You can run the function on sequences from the `bank.csv` dataset using the command below. In here, we are using `min_supp` of 0.1 and `min_conf` of 0.1.

In [9]:
get_association_rules(sequences, 0.1, 0.1)

Unnamed: 0,Left_rule,Right_rule,Support,Confidence
0,[CKING],[SVG],0.541734,0.63151
1,[CKING],"[SVG, ATM]",0.24853,0.289716
2,[CKING],"[SVG, CD]",0.142535,0.166156
3,[CKING],"[SVG, HMEQLC]",0.1115,0.129978
4,[CKING],[ATM],0.361907,0.421882
5,"[CKING, SVG]",[ATM],0.24853,0.458766
6,[CKING],[MMDA],0.1558,0.181619
7,[CKING],[CKCRD],0.113002,0.131729
8,[CKING],[CD],0.209861,0.244639
9,"[CKING, SVG]",[CD],0.142535,0.263109


The first rule is `CKING` => `SVG` with 0.54 support and 0.63 confidence. This is a strong rule.

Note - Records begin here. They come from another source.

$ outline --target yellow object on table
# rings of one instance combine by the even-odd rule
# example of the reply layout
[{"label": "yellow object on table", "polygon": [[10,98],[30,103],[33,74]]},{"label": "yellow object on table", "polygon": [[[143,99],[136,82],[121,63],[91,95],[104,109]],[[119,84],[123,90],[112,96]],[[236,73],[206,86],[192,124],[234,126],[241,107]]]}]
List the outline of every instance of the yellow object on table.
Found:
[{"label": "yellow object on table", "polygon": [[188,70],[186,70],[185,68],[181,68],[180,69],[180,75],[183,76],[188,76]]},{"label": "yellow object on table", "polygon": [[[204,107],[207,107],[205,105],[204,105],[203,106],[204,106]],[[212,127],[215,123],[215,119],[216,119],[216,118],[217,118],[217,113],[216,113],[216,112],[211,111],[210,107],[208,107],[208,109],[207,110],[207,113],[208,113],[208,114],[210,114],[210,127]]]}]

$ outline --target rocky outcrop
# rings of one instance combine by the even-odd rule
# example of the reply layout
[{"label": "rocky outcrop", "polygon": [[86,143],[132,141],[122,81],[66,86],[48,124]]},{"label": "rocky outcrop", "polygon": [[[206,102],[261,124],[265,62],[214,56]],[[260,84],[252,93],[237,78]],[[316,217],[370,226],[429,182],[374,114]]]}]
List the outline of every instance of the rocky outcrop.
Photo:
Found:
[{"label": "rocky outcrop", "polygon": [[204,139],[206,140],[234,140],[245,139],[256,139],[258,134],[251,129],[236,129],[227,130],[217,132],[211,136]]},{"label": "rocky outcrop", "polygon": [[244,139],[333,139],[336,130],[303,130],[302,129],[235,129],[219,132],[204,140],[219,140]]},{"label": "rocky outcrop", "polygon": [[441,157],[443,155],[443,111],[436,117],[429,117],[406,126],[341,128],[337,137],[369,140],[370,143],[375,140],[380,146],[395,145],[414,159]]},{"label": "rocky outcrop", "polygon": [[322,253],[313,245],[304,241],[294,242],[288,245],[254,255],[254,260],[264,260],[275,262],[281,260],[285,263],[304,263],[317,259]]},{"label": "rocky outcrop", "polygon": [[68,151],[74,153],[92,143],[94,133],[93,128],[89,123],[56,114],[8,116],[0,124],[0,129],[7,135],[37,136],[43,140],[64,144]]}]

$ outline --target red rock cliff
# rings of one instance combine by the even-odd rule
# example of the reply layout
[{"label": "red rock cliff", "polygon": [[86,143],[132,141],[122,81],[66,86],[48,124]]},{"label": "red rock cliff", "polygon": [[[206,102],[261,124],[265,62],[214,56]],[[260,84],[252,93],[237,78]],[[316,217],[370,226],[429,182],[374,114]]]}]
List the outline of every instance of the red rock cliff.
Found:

The support value implies that 54% of customers bought `SVG` after `CKING`. The confidence value implies that if a customer has bought `CKING`, the probability of them buying `SVG` subsequently is 63%.

## End Notes

We learned how to build, tune and explore association mining models. We also used visualisation to help us explain the association rules. The goal of association mining is to identify association among varaiables without the presence of target variable explictly and training of the model. This analysis is based on frequency of items present in the transactional dataset.